As for the other near eight weeks? Well – Parliament being in recess gives MPs (at least, the conscientious ones) the chance to do the sorts of things that get squeezed out during the manic schedules when Parliament is sitting. Some of that is dong research and learning – having the chance to study topics in more depth than you get in the nano-second media and Parliament culture. But also it gives more time to engage with the public.

In my case, one of my main thrusts of activity this recess is to get round as many of the small shops, restaurants, pubs and businesses in my constituency as I can manage.

These establishments are the lifeblood of the local communities that depend on them. As a former businesswoman I know only too well how hard it is for businesses to keep their head above water. Contrary to a view I hear expressed from time to time about businesses coining it, most of the small businesses I know find it pretty tough to keep going against the ever-imposing burdens of bureaucracy, costs and competition from multiples.
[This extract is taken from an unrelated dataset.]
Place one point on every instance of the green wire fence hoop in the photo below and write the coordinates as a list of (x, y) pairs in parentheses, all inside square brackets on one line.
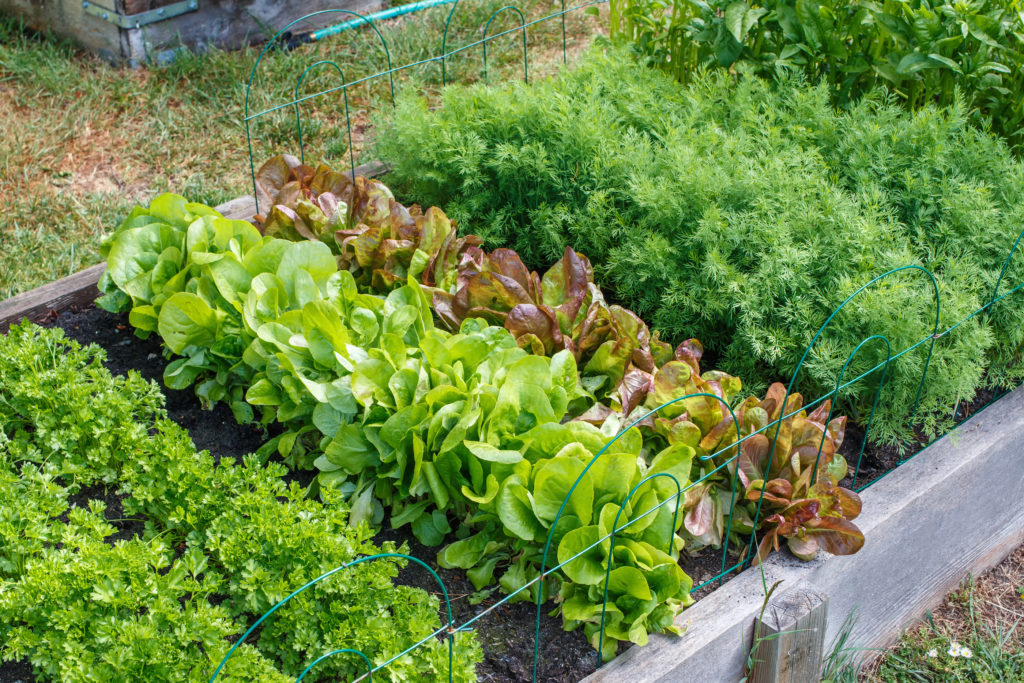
[(449, 629), (793, 380), (448, 23), (1006, 266), (554, 523), (996, 297), (522, 23), (611, 548), (565, 58), (875, 404), (298, 116), (344, 650), (273, 41)]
Yes – there are those that make a decent profit – and good luck to them, but many are just holding their heads above the water.

Business rates, rent reviews, employment law, red tape – and in some places poorly worked out parking schemes – all take their chunk out of business profits – and in my constituency (Hornsey & Wood Green) a recent slew of rent rises threatened the future of some of our favourite businesses.
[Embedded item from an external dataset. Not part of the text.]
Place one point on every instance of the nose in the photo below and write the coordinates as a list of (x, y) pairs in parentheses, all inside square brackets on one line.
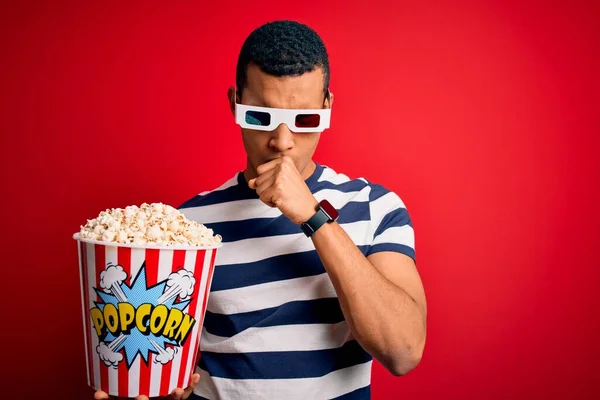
[(282, 139)]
No one says that landlords should not raise rents when the five-yearly or whatever reviews comes around, but just sometimes you have to say that they appear to really push it – often to the point of pushing out the local independent business who has been a good tenant for years. Such businesses cannot always afford the massive hikes put forward and they decide to give up as the rent hike takes virtually all the profit they have struggled to make in a whole year’s work at a stroke – and we lose our long-serving and much loved community shops.

You could take the view that it is a free market and if the landlord can find someone to pay more – then s/he is entitled. I don’t take that view. The market doesn’t work fully and effectively as many of the costs and benefits involved are not reflected in the market prices – for example if the loss of small local shops makes more people travel to big shopping centres, the congestion and pollution that can cause doesn’t get costed and included in the rent level negotiations for the small shops in the first place. Another example – a good range of shops can help regenerate an area, bringing all sorts of benefits in terms of reduced poverty, reduce crime and happier communities that at best only tangentially feature in the profit and loss accounts of the landlord.
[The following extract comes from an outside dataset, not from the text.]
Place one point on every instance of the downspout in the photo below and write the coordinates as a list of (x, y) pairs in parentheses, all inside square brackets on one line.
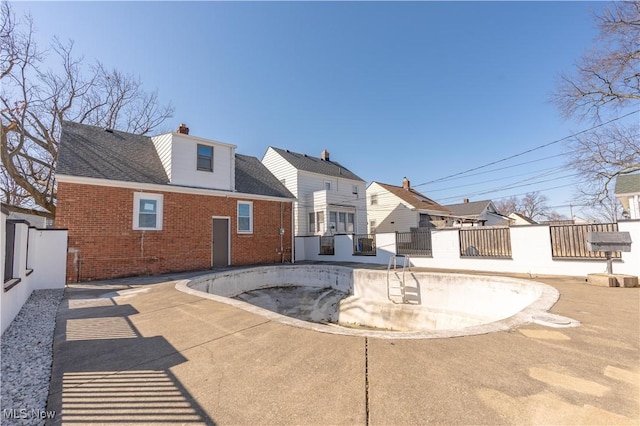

Moreover, the little businesses cannot pay the key money to get into the market or the high rents that the multiples can afford. That sort of obstacle to small businesses competing with large firms is another market failure, and that’s why we need policies to address them.

Two in particular appeal to me – landlords should be more willing to let small and new businesses pay a smaller proportion of their rent in advance, until the business and the cash flow builds up. In addition, just as we are used to the idea that property developers should provide some affordable housing when making housing developments, why shouldn’t shopping developments have similar conditions – if you get to make a big new retail development, part of the quid pro quo could be that you have to provide some affordable retail spaces?

And the other key necessity – is for local authorities to please, please, please, properly consult with local businesses and residents before they next come up with parking plans that will affect trade!